Kaixhin commented 5 years ago

@ahundt I noticed that you made some adjustments that apparently improve the speed of this code. Would you be willing to contribute these back? I had some questions for memory.py:

ahundt commented 5 years ago

I did start trying a few things. Actually I looked around and you'd probably be even better off simply directly importing the openai baselines priority queue, or modeling your code off of it as they don't require TF. It stores all the data in several separate and contiguous numpy arrays which will likely be much, much faster than the tuples you currently use.

Here is the openai baselines segment tree part: https://github.com/openai/baselines/blob/master/baselines/common/segment_tree.py

openai baselines prioritized replay buffer: https://github.com/openai/baselines/blob/7859f603cd4df3b647318f2f6e3e68555ea8d4d8/baselines/deepq/replay_buffer.py#L71

If you move my commits over would you mind doing a git "cherry-pick" so I can have the commit credit for that specific change? You're almost certainly right about the type problems, I just started tweaking things to learn. The array type changes make runtime better, but I ran into some weirdness that may be due to the int -> float discrepancy. No other changes have proven useful at this point.

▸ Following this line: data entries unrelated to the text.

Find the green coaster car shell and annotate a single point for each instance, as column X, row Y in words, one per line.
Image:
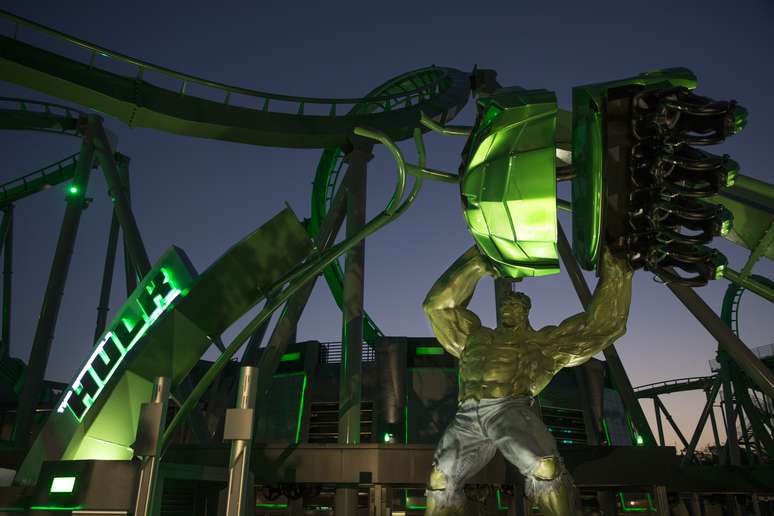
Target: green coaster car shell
column 588, row 155
column 508, row 182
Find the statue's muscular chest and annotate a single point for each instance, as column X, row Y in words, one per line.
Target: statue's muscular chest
column 505, row 362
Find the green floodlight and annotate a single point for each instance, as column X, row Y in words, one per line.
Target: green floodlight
column 62, row 485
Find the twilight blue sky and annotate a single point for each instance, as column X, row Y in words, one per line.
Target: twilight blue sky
column 205, row 195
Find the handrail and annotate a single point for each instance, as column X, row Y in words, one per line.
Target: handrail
column 42, row 171
column 142, row 66
column 676, row 381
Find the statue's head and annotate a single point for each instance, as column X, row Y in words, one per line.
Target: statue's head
column 514, row 310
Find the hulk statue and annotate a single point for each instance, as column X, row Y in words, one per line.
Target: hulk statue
column 502, row 370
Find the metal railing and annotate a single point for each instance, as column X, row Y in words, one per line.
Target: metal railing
column 47, row 108
column 22, row 182
column 675, row 382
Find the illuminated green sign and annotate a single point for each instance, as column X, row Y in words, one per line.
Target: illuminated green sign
column 149, row 301
column 62, row 485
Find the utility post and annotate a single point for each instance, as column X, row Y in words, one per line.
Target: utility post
column 7, row 230
column 52, row 299
column 352, row 341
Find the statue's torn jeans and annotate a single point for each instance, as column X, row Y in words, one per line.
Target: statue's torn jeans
column 481, row 427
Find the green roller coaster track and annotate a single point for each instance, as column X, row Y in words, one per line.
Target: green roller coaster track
column 244, row 115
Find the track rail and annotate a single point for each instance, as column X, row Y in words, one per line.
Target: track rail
column 38, row 180
column 671, row 386
column 34, row 115
column 240, row 115
column 327, row 176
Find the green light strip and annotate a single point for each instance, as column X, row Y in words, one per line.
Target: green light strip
column 625, row 508
column 55, row 508
column 410, row 506
column 405, row 421
column 427, row 350
column 500, row 506
column 300, row 411
column 291, row 357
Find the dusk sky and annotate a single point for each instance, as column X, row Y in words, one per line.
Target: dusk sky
column 204, row 196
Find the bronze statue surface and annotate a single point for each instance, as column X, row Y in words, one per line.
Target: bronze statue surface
column 502, row 370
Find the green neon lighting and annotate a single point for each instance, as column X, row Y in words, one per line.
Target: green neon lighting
column 300, row 411
column 409, row 505
column 430, row 350
column 111, row 339
column 62, row 485
column 291, row 357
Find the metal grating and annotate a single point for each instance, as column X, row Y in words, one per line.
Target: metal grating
column 330, row 353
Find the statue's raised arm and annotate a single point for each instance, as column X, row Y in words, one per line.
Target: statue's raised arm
column 446, row 303
column 582, row 336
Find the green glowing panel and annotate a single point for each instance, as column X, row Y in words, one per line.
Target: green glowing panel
column 62, row 485
column 160, row 331
column 301, row 411
column 508, row 184
column 588, row 155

ahundt commented 5 years ago

The only way to get final answers for your 3 questions is to run a profiler before/after each one, but I'd guess that numpy has a very good chance of being faster, but I wouldn't be surprised if the baselines version is another 10x faster because of the contiguous arrays plus they avoid recursion which is expensive. Though they might have room for improvement too. :-)

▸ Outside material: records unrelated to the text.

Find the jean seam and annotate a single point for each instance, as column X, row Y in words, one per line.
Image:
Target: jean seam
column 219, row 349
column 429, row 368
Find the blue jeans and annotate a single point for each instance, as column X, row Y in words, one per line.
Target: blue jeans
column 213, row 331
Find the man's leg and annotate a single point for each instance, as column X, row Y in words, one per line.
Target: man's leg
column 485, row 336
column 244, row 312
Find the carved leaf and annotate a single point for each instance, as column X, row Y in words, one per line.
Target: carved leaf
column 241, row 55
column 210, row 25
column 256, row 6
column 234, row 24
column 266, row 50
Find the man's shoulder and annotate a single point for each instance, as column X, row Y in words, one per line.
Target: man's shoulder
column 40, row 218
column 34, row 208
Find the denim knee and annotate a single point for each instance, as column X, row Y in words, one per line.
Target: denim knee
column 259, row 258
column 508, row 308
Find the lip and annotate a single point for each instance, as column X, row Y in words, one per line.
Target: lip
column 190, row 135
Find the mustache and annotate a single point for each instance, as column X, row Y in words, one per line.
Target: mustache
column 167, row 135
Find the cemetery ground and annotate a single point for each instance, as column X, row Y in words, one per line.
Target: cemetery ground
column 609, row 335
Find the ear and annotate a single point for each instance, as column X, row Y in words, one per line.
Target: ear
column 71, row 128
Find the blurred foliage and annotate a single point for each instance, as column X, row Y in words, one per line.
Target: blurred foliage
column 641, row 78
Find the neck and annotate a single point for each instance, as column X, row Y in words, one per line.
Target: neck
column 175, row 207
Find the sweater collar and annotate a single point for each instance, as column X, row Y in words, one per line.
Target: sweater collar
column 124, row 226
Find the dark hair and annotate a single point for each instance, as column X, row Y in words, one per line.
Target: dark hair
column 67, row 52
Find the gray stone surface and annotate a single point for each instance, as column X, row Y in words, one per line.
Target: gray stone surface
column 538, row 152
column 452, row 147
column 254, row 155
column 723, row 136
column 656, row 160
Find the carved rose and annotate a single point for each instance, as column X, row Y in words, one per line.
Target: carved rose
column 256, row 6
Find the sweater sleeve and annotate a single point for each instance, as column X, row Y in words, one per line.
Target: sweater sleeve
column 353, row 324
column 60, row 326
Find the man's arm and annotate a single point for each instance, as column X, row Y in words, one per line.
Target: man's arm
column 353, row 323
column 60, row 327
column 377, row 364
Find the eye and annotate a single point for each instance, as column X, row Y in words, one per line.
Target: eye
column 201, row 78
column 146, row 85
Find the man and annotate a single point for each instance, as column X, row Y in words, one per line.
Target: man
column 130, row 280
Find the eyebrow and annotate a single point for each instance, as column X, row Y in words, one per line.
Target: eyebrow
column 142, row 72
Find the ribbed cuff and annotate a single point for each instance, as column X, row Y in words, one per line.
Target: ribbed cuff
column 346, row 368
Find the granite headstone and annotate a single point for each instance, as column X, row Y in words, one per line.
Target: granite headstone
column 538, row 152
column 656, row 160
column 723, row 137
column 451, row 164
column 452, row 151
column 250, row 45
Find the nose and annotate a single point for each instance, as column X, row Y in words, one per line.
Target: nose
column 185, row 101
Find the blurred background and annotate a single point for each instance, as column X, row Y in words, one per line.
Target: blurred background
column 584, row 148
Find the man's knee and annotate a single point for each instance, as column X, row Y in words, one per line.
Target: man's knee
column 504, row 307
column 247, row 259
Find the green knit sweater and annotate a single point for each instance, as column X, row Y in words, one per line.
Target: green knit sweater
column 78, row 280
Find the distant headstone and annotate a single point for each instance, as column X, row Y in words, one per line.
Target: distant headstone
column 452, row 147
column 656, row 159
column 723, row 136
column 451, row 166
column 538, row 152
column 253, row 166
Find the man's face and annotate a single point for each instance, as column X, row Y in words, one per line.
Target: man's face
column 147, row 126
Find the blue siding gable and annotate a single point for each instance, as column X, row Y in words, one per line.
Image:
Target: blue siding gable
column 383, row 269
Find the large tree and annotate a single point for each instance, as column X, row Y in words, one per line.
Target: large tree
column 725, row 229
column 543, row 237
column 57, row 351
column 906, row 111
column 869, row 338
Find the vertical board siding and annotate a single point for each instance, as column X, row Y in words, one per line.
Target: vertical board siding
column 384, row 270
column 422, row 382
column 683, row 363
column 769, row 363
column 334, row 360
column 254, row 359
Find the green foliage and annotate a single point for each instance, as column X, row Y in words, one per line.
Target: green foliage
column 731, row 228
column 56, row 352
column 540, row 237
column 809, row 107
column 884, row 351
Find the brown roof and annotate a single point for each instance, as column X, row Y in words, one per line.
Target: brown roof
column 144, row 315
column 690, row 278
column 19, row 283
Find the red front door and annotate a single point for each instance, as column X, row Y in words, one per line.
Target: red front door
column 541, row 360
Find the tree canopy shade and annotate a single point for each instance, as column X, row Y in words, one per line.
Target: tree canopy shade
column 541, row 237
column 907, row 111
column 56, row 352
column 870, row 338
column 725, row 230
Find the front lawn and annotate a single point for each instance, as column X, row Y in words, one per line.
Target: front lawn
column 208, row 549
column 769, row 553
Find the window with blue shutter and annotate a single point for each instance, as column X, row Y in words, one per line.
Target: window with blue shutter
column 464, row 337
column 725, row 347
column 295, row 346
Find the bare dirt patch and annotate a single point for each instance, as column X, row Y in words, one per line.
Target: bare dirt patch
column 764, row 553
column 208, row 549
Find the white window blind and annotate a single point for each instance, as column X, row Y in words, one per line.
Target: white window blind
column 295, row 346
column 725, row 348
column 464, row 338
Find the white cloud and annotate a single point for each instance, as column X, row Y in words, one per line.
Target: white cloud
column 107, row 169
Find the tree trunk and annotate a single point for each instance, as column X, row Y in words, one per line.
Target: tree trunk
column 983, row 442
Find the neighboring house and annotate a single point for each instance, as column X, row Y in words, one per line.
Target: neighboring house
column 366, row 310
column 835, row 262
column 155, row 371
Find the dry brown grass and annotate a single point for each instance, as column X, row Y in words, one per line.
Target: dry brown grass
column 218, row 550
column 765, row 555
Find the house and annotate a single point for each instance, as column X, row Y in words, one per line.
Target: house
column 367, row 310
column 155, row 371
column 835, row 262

Kaixhin commented 5 years ago

Didn't know about git cherry-pick - thanks! Have now picked the relevant commits from your repo, then reverted a few things like the max above.

Good call on the performance of Baselines. This repo is more about readability than performance, but the contiguous arrays should be easy enough to add with only a tiny bit more complexity. However, I will leave that for another time (or someone else).